Slip Rating Advice

Determining Slip Resistance

At Pyro + Echo, we use Pendulum Test Values (PTV) to determine the slip resistance of our tiles.

All of our tiles are tested for slip resistance by our suppliers and then tested again, in-house, by a member of our technical team, giving you peace of mind when selecting your slip-resistant tile.

The pendulum test consists of a swinging arm with a rubber foot, which is then allowed to fall and make contact with the tile being tested. The test replicates a person's heel strike, the point at which most slips occur. There are two different rubbers used in testing, one replicates the sole of footwear, the other is a softer rubber designed to provide values relating to a bare foot.

Water is used as a contaminant in order to measure the slip resistance of tiles in both wet and dry environments and the results are then recorded. The tests are carried out in accordance with BS7976-2:2002 and UK Slip Resistance Group guidelines.

Pyro Echo Slip Rating Advice 2

The higher the Pendulum Test Value the higher the level of slip resistance. Customer safety is our top priority when we test for slip resistance, which is why we have chosen to use pendulum testing as our measurement method.

There are many benefits to PTV testing:

  • It is the preferred test method of the Health & Safety Executive (HSE), the UK Slip Resistance Group (UKSRG) and the TTA in the UK
  • It is used extensively as the standard in the UK for commercial projects
  • It provides results in both wet and dry conditions

Other types of testing

You may see 'R' values quoted elsewhere, which is the value given from ramp testing to record slip resistance of a tile.

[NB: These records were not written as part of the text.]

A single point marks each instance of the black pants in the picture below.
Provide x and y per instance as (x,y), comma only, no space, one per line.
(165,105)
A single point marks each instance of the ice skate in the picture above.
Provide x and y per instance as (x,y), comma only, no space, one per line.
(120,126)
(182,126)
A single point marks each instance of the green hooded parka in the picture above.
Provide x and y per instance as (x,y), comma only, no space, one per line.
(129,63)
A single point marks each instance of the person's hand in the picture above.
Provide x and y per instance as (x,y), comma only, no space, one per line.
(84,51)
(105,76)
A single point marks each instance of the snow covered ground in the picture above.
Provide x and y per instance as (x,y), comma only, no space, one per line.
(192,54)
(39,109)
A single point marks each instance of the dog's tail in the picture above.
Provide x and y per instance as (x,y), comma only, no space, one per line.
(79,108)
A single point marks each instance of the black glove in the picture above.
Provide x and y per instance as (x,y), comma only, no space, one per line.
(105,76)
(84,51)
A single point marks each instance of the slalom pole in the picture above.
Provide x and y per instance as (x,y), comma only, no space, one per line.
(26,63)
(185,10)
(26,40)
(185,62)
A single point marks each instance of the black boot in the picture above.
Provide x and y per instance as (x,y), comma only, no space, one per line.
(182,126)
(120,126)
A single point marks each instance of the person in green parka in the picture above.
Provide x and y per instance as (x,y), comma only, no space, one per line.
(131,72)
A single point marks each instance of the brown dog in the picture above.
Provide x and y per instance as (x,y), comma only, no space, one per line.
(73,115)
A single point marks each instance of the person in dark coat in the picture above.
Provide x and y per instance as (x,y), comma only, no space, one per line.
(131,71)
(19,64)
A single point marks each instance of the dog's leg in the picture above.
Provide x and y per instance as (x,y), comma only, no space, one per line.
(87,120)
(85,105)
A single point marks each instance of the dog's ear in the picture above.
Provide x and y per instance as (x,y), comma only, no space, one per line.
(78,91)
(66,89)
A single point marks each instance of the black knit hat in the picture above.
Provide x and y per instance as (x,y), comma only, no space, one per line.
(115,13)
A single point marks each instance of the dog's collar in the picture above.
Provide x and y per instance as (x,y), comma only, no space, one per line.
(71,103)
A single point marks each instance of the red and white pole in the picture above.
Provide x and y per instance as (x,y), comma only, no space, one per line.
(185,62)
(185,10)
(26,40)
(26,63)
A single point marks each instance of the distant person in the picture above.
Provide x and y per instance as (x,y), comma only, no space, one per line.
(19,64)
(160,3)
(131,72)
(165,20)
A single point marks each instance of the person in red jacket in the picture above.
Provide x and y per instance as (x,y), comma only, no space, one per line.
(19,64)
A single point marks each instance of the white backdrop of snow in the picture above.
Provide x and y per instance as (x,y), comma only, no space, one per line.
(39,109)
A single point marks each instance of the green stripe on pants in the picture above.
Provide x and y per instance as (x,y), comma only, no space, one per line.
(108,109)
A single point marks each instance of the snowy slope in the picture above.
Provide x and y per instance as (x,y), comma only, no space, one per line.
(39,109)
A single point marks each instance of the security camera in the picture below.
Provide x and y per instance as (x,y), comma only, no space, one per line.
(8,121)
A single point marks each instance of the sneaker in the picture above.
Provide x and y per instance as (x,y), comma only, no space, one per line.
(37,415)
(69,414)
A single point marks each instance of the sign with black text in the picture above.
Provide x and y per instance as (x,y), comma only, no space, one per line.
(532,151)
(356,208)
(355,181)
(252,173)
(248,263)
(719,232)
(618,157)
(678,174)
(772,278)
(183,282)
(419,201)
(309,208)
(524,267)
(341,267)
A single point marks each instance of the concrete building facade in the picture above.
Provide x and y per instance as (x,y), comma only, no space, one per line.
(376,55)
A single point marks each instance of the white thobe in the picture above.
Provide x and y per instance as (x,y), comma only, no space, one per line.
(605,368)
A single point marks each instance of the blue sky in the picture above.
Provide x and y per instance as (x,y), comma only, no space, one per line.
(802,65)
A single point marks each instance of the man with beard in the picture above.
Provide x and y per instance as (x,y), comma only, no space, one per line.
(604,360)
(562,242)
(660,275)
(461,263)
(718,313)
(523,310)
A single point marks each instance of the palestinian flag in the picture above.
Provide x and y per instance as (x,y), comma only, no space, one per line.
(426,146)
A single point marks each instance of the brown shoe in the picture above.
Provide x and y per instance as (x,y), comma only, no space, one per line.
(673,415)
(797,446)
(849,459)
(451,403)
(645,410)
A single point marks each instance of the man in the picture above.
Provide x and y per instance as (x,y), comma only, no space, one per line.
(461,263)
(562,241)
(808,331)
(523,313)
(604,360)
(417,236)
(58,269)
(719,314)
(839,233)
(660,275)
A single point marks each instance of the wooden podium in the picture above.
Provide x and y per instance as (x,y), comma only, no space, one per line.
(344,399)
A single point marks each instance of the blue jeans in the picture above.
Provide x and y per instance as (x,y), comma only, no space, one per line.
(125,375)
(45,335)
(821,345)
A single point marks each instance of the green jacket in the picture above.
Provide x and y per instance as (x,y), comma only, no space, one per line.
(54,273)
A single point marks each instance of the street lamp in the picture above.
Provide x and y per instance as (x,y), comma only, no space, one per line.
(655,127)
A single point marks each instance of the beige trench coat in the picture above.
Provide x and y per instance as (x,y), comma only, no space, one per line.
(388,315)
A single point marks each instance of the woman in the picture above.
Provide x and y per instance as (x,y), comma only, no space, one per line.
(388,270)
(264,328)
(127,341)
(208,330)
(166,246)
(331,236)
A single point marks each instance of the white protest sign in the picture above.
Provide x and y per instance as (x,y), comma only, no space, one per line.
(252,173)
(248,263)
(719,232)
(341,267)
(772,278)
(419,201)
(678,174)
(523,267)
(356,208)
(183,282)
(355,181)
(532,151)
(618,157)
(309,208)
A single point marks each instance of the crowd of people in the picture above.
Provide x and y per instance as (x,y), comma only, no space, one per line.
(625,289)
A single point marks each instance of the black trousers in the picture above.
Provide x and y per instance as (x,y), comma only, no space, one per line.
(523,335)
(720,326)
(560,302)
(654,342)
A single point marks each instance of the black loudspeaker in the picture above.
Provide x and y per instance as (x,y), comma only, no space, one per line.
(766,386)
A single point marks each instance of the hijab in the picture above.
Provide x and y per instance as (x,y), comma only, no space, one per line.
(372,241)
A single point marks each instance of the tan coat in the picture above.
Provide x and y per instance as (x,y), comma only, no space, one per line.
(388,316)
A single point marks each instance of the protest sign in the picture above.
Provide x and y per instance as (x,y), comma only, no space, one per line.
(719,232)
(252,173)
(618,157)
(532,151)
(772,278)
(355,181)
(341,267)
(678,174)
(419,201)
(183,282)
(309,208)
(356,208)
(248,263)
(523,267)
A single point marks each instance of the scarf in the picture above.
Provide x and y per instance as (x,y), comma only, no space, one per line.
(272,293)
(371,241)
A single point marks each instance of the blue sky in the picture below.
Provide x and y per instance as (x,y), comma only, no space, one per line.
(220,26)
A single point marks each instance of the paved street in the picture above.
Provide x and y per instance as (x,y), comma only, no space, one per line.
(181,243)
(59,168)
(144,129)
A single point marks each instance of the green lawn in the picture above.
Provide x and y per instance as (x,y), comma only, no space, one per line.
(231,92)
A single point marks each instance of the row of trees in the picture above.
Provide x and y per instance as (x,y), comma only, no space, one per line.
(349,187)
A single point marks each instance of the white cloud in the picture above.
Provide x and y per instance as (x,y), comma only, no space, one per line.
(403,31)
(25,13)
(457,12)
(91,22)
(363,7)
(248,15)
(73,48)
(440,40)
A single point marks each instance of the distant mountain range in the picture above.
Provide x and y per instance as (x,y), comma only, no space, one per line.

There are 2 tests methods used for ramp testing, one (DIN 51097) where the operator is barefoot and the contaminant is soapy water, and the other (DIN 51130) where the operator wears rubber-soled boots and the contaminant is engine oil. It works by inclining a ramp covered with the flooring of choice and inclined a degree at a time until someone walking on the ramps slips.

Based on the angle of slip, the rating is given for the tile. These standards are extensively used across Europe. However, there are several disadvantages to ramp testing:

  • Ramp testing uses oil or soap solution as a contaminant, whereas water is more commonly implicated in slip accidents
  • They are not suitable for evaluating dry surfaces
  • They are unsuitable for use in assessing the effectiveness of cleaning regimes
  • They cannot be used for testing already installed floor tiles

What classifies a tile as slip resistant?

During testing, the Pendulum machine will record results for each tile in wet and dry environments, simulating footwear and barefoot conditions. The higher the recorded value, the lower the slip potential. The following table represents the pendulum test values and how that translates to slip potential.

PTV Slip Potential
0 - 24 High
25 - 35 Moderate
36+ Low

While all tiles have some slip-resistant properties and can be categorized into low, moderate and high slip potential, at Pyro + Echo we only classify a tile as slip-resistant if it has achieved a PTV of 36+ in both footwear and barefoot wet conditions.

This means that these tiles have low slip potential, to give you peace of mind when specifying.

A value of 36+ is regarded as a slip-resistant tile and indicates a probability of 'one in a million' of slip on a horizontal surface. However, the PTV may be affected by the installation and maintenance processes due to the following factors:

  • Abrasive action of the grouting process
  • Build-up of residues
  • Incorrect application of sealant

It is important that tiles are cleaned and maintained correctly to ensure that slip-resistant values are maintained over time.